I've been using an LLM as DM Assistant for almost a year, now, by way of EchoDelphi[0], a tool we built at a public weekend hackathon[1].

It listens to the game, then sends the transcript for inference. I've been prompting the LLM to generate "threats" and "setbacks" based on the current scenario, and that way I always have something handy when the dice[2] indicate fortunes' turn.

I use this for about three hours a week, 50+ weeks in a row. Pretty good for a weekend hack!

0. Https://EchoDelphi.github.io

1. Thank you Hacker Dojo, Mtn. View

2. https://3.bp.blogspot.com/-FyXSpsn-z28/WgfgacmVdtI/AAAAAAAAA...

Kichererbsen a day ago [ - ]

I like to use LLMs to create random tables that I then use to spark my imagination. You can easily get o1 to create a bunch of random tables on a topic. Create multiple columns that you can then mix and match results from - or just roll multiple times on the same column.
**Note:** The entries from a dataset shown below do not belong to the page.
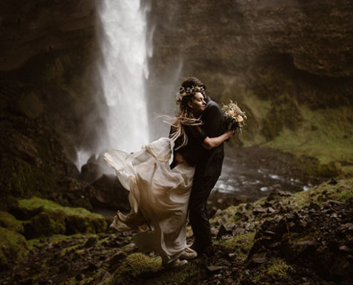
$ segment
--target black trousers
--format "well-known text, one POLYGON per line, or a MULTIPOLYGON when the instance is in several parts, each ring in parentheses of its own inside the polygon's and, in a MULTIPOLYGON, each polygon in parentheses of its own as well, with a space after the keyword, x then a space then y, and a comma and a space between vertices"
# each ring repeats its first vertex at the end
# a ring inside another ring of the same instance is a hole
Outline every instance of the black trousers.
POLYGON ((204 176, 196 171, 189 200, 189 219, 194 234, 197 251, 204 251, 212 243, 207 200, 219 176, 204 176))

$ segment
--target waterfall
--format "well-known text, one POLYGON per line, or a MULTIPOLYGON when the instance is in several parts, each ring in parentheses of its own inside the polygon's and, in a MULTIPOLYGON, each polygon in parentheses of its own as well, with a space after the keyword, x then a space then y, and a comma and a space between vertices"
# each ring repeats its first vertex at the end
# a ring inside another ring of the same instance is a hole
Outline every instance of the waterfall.
POLYGON ((102 150, 139 150, 149 140, 145 81, 148 76, 147 8, 140 0, 103 0, 102 87, 108 105, 102 150))

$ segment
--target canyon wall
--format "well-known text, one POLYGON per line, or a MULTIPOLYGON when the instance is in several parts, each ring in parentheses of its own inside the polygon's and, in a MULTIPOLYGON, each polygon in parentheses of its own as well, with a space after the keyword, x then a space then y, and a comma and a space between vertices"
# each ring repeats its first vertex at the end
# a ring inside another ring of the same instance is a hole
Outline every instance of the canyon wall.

I also find the image generation great for getting a "feel" for what a room / location might look like so I can improvise describing it a bit better.

LLMs are _really_ good at finding words that "go well together" - so use it to come up with a bunch of words to describe the atmosphere of a particular location or the mannerisms of a particular NPC.

protocolture a day ago [ - ]

I used GPT 3 to help write my halloween one shot a few years ago.

The outcome was pretty good. As a language model it had quite a good understanding of tone and context. In fact it ended up adding (without my notice, I was quite tired) a whole layer of subtext, after the game my players were like "Ok now explain the goo!" and it turns out, that in 2 handouts, and 3 scene descriptions GPT had added linked, veiled descriptions of some space goop that I hadnt planned for.

ofirg a day ago [ - ]

I'm building a game with a similar idea. encounters are controlled by the AI. there is a classic RPG system built around it and human generated content for the world and story.

ormintos a day ago [ - ]

Sounds like an interesting mix. When you say encounters, do you mean the AI controls the generation of the opponente the party fights or the behaviour of the opponents?